City Manager Lehman Walker said Tuesday that he has the final say on the issue, and has not made a decision yet.
The five firefighters -- Jen Stuhlman, Jeff Barlage, Nick Robben, Nick Werner and Lucas Andert -- were suspended in April for three months without pay for violating a city rule that forbids first responders from being involved with political campaigns while in uniform or on duty.
A sixth firefighter, Chris Jones, also was suspended, but he has left the department.
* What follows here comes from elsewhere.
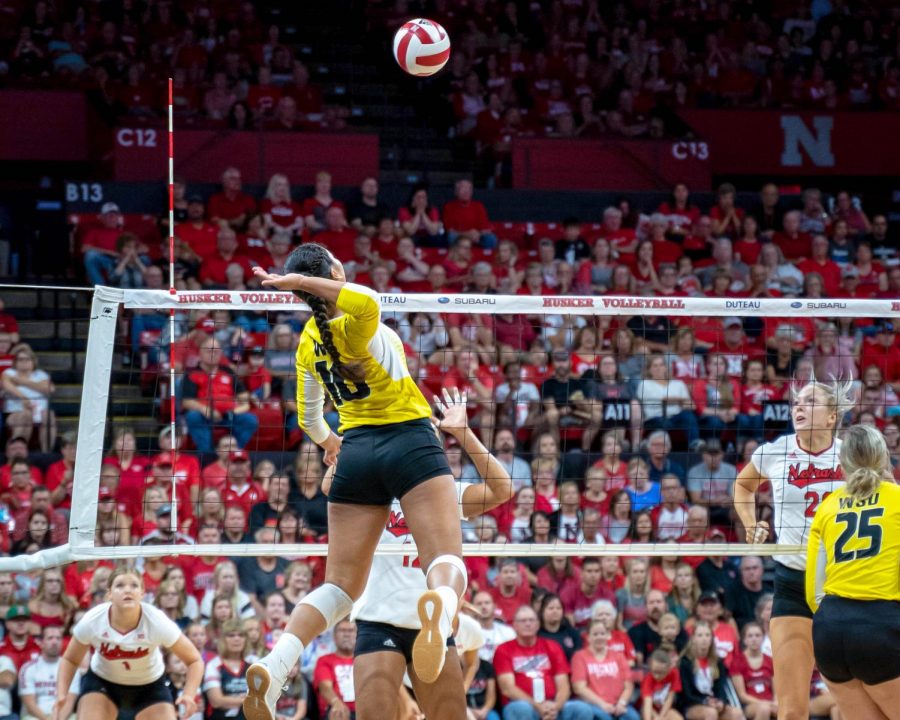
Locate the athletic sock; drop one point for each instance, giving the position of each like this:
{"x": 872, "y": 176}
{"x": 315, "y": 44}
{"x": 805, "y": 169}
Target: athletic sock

The suspensions are in effect through the latter part of July.
The firefighters appeared in a photograph on a campaign ad for Jeff Hales, who was running for the City Council in Ward 1. He lost the election.
Some of the firefighters had on protective clothing known as turnout gear.
Firefighters said that turnout gear is not a uniform, but Walker said: "Any reasonable person looking at this would say they were in uniform."
The dispute was reviewed by the Civil Service Board at a hearing May 29. The board issued its decision Monday.
"The critical point is that in the context of this case, the term 'in uniform' is ambiguous," the report says. "It is not clear whether it means a University City uniform, a generic uniform, any firefighter gear or something else."
Jeff Proctor, business manager of the International Association of Fire Fighters Local 2665, said in a written statement that he was pleased with the board's recommendation and hoped the firefighters would be reinstated with full back pay and benefits.
"These findings support our assertions all along that our members did nothing wrong," he said.
Walker wouldn't reveal when he might make a decision, but he said he does not always agree with the board's recommendations.
"The most recent one that comes to mind is we had some guy smoking dope at the firehouse, and they say the guy shouldn't be terminated," Walker said. "He was going to be driving a $200,000 piece of equipment, a firetruck."
Gerald P. Greiman, chairman of the civil service board, said he did not think it was appropriate to comment about the board's recommendation outside of the written record. However, he said that Walker's characterization of the board's earlier recommendation -- regarding the marijuana allegation -- was not accurate.
A review of the record in that case indicates that the firefighter asked to be allowed to retire instead of being terminated, and the board agreed.
Further, although a drug test was positive for THC, the active ingredient found in marijuana, there was no conclusive evidence that the firefighter was high while he was on duty, according to the board's report.